The U.S. Equal Employment Opportunity Commission (EEOC) recently announced that the 2022 EEO-1 Component 1 data collection is tentatively scheduled to open in mid-July 2023, well beyond the customary March 31 reporting deadline. Therefore, employers required to file the report should visit the EEOC’s website for the latest updates and timelines for reporting.
What is an EEO-1 Report?
The EEO-1 Report is a federally mandated survey that collects workforce data categorized by race, ethnicity, sex, and job category. According to the EEOC, this data is used for various purposes, including enforcement, employer self-assessment, and research.
Who Must File an EEO-1 Report?
With limited exceptions, the following entities must file EEO-1 Reports:
- A private employer that has 100 or more employees (with limited exceptions for schools and other organizations)
- A private employer with between 15 and 99 employees, if it is part of a group of employers legally constituting a single enterprise that employs a total of 100 or more employees
- A federal contractor with 50 or more employees that is either a prime contractor or first-tier subcontractor with a contract, subcontract, or purchase order amounting to $50,000 or more
What Should Employers Do Now?
Employers should take time now to review their EEO-1 reporting data and ensure that it is accurate and up-to-date. Additionally, employers should consider any necessary changes to their workforce diversity initiatives to address any inequities or disparities the new report may reveal. Finally, employers should understand the impact of these deadline shifts on the overall timeline for filing.
Information Needed for Filing
- Company ID and unique PIN (provided via U.S. postal mail and email or at registration for new filers)
- Company EIN and NAICS code
- Company DUNS Number (if a federal contractor)
- Establishment address, EIN, and NAICS code, for each establishment
- Establishment DUNS number (if a federal contractor)
- Count of all full- and part-time employees during the specified workforce snapshot pay period selected by the employer
- Sex and race/ethnicity of all employees
- Job categories of all employee
How to File an EEO-1 Report
The EEOC has created an online portal for the sole purpose of EEO-1 Component 1 data collection. In addition, the EEOC sends notification letters to known employers subject to the EEO-1 requirements. Still, employers filing EEO-1 Reports for the first time must register to receive a company login, password, and further instructions for filing from the EEOC. Therefore, all employers must obtain and submit the necessary information before the deadline.

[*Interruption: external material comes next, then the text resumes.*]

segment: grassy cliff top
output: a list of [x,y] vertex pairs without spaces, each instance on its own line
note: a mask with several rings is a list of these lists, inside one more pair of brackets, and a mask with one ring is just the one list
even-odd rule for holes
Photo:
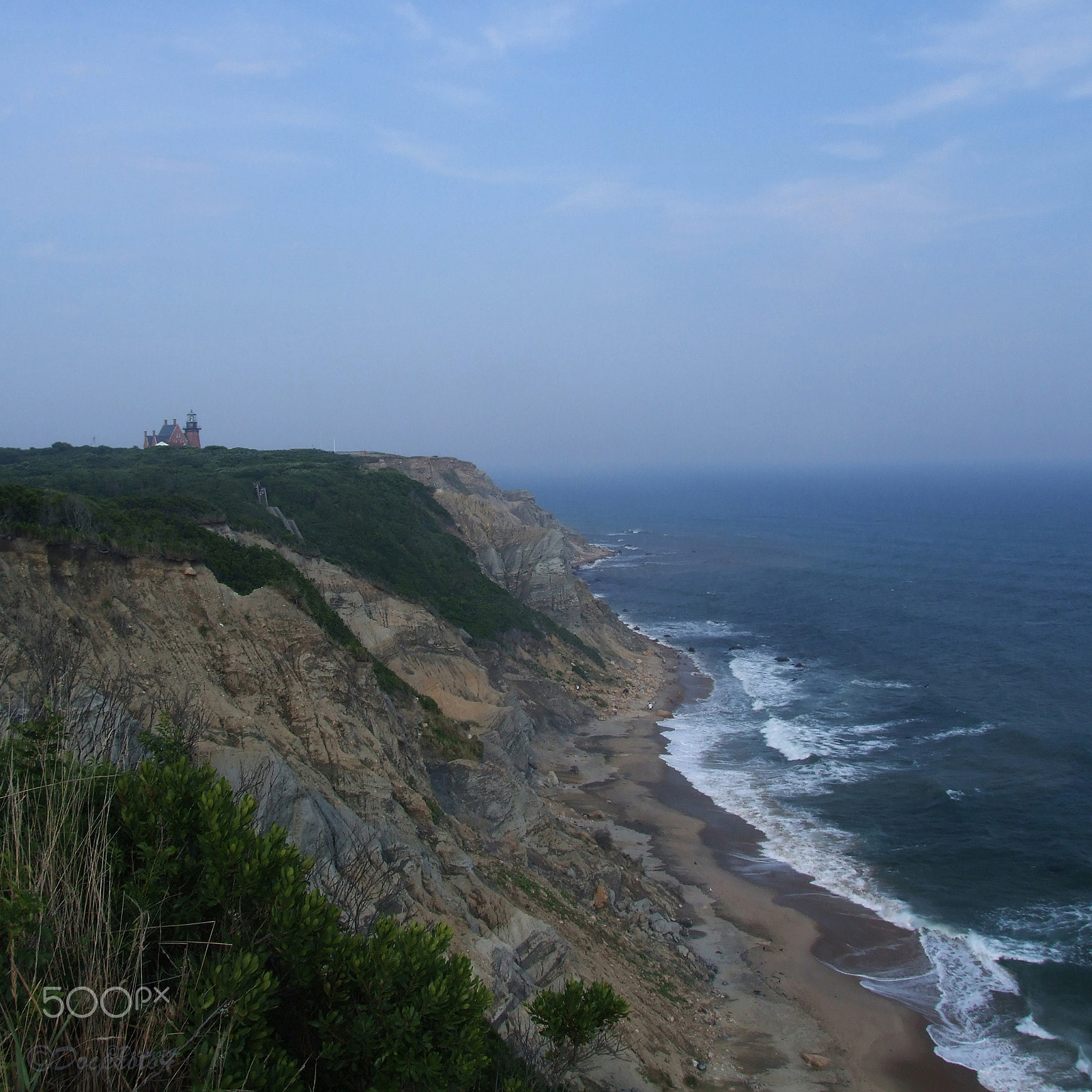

What Happens When an EEO-1 Report is Not Filed?
If an employer fails or refuses to file an EEO-1 Report, they may be compelled to do so by a federal district court and face penalties.
Is an Extension Available?
A hardship extension is available. If preparing or filing the EEO-1 Report creates an undue hardship, an employer may send a written request for an exemption or special reporting procedures to the EEOC. In addition, employers may obtain a one-time, 30-day extension of the EEO-1 filing deadline by emailing a request to the EEOC. However, the EEOC does not grant any exemptions or extensions requested after the filing deadline.
What’s Next for EE0-1 Reporting?
Updates regarding the 2022 EEO-1 data collection, including the opening date, will be posted on the EEOC’s EEO-1 website as they become available. As such, employers should continue to monitor the EEOC’s website. In addition, employers that need EEO-1 filing assistance may send an email to the agency’s technical assistance inbox.
Overall, the EEOC’s decision to delay the 2022 EEO-1 Component 1 data collection provides additional time for employers to prepare and ensure their reports are complete and accurate. Employers can ensure compliance with this important mandate by taking a proactive approach.